DNA methyltransferase 1 functions through C/ebpa to maintain hematopoietic stem and progenitor cells in zebrafish

Springer Science and Business Media LLC - Tập 8 - Trang 1-12 - 2015
Xiaohui Liu1, Xiaoe Jia2, Hao Yuan1, Ke Ma2, Yi Chen3, Yi Jin3, Min Deng4, Weijun Pan2, Saijuan Chen1, Zhu Chen1, Hugues de The1,5, Leonard I Zon6, Yi Zhou6, Jun Zhou1, Jun Zhu1,5
1CNRS-LIA124, Sino-French Research Center for Life Sciences and Genomics, State Key Laboratory of Medical Genomics, Rui Jin Hospital, Shanghai Jiao Tong University School of Medicine, Shanghai, China
2Key Laboratory of Stem Cell Biology, Institute of Health Sciences, Shanghai Institutes for Biological Sciences, Chinese Academy of Sciences & Shanghai Jiao Tong University School of Medicine, Shanghai, China
3Laboratory of Development and Diseases, State Key Laboratory for Medical Genomics, Shanghai Institute of Hematology, Rui Jin Hospital, Shanghai Jiao Tong University School of Medicine, Shanghai, China
4Institute of Health Sciences, Shanghai Institutes for Biological Sciences, Chinese Academy of Sciences & Shanghai Jiao Tong University School of Medicine, Shanghai, China
5Equipe Labellisée No. 11 Ligue Nationale Contre le Cancer, Hôpital St.
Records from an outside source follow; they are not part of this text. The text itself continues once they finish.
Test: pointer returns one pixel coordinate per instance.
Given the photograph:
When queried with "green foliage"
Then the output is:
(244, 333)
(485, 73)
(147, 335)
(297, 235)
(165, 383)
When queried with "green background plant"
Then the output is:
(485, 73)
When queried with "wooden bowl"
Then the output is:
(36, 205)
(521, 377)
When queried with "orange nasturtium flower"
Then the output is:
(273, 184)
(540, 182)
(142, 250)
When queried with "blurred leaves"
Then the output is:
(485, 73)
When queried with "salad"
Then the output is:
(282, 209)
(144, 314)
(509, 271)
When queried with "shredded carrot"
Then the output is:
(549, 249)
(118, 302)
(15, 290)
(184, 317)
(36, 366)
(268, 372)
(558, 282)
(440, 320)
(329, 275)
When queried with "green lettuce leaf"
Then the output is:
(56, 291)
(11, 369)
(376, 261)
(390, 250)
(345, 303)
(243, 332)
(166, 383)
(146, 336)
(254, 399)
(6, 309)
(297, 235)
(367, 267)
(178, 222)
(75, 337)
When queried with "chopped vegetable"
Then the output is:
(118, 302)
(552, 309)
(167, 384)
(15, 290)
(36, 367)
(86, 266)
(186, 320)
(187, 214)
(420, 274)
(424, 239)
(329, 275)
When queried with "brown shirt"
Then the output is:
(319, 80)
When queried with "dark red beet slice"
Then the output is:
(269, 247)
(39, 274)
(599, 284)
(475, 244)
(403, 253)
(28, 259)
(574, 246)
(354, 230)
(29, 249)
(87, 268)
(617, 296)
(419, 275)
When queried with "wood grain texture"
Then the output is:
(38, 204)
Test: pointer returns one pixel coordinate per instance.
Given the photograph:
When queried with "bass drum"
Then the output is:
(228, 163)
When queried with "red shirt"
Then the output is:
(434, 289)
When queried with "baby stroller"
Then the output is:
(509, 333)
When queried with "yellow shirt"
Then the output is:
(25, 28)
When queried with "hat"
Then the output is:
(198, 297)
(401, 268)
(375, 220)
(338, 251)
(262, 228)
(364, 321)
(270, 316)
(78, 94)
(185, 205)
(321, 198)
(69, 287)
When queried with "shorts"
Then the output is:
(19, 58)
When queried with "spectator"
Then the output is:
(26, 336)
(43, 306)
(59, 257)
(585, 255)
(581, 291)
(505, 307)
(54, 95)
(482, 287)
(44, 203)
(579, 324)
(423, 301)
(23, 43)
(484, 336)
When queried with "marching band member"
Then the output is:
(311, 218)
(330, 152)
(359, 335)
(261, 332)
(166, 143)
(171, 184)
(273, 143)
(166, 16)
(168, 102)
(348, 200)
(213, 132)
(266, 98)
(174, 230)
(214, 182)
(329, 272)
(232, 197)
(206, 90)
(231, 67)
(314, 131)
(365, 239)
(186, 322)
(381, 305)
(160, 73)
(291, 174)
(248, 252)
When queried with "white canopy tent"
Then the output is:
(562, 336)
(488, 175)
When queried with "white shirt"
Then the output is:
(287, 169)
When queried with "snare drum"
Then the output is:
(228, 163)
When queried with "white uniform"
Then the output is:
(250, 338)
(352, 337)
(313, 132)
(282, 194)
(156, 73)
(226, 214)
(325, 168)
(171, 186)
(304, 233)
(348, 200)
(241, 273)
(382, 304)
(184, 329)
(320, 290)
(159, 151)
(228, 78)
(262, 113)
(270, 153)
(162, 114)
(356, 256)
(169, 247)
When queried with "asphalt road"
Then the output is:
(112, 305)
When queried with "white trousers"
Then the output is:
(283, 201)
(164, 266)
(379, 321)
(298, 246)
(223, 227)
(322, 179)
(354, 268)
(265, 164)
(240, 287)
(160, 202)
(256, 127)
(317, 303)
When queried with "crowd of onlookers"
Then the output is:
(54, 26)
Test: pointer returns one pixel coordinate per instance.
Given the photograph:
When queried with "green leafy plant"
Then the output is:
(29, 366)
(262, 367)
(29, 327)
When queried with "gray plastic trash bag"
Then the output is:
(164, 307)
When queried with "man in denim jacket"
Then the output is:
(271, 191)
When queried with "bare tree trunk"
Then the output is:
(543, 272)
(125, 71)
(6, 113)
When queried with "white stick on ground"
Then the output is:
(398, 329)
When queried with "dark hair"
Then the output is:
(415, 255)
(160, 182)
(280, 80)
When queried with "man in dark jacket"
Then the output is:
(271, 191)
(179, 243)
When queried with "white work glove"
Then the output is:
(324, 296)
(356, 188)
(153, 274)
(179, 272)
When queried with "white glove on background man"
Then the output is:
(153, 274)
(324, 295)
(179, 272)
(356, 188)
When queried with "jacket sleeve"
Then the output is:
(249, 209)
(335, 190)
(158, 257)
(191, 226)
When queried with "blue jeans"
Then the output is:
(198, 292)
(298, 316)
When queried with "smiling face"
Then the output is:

Louis, Université de Paris 7/INSERM/CNRS UMR 944/7212, Paris, France
6Stem Cell Program, Hematology/Oncology Program at Children’s Hospital Boston, Harvard Medical School, Boston, USA

Tóm tắt

DNA methyltransferase 1 (Dnmt1) regulates expression of many critical genes through maintaining parental DNA methylation patterns on daughter DNA strands during mitosis. It is essential for embryonic development and diverse biological processes, including maintenance of hematopoietic stem and progenitor cells (HSPCs). However, the precise molecular mechanism of how Dnmt1 is involved in HSPC maintenance remains unexplored. An N-ethyl-N-nitrosourea (ENU)-based genetic screening was performed to identify putative mutants with defects in definitive HSPCs during hematopoiesis in zebrafish. The expression of hematopoietic markers was analyzed via whole mount in situ hybridization assay (WISH). Positional cloning approach was carried out to identify the gene responsible for the defective definitive hematopoiesis in the mutants. Analyses of the mechanism were conducted by morpholino-mediated gene knockdown, mRNA injection rescue assays, anti-phosphorylated histone H3 (pH3) immunostaining and TUNEL assay, quantitative real-time PCR, and bisulfite sequencing analysis. A heritable mutant line with impaired HSPCs of definitive hematopoiesis was identified. Positional cloning demonstrated that a stop codon mutation was introduced in dnmt1 which resulted in a predicted truncated Dnmt1 lacking the DNA methylation catalytic domain. Molecular analysis revealed that expression of CCAAT/enhancer-binding protein alpha (C/ebpa) was upregulated, which correlated with hypomethylation of CpG islands in the regulation regions of cebpa gene in Dnmt1 deficient HSPCs. Overexpression of a transcriptional repressive SUMO-C/ebpa fusion protein could rescue hematological defects in the dnmt1 mutants. Finally, dnmt1 and cebpa double null embryos exhibited no obvious abnormal hematopoiesis indicated that the HSPC defects triggered by dnmt1 mutation were C/ebpa dependent. Dnmt1 is required for HSPC maintenance via cebpa regulation during definitive hematopoiesis in zebrafish.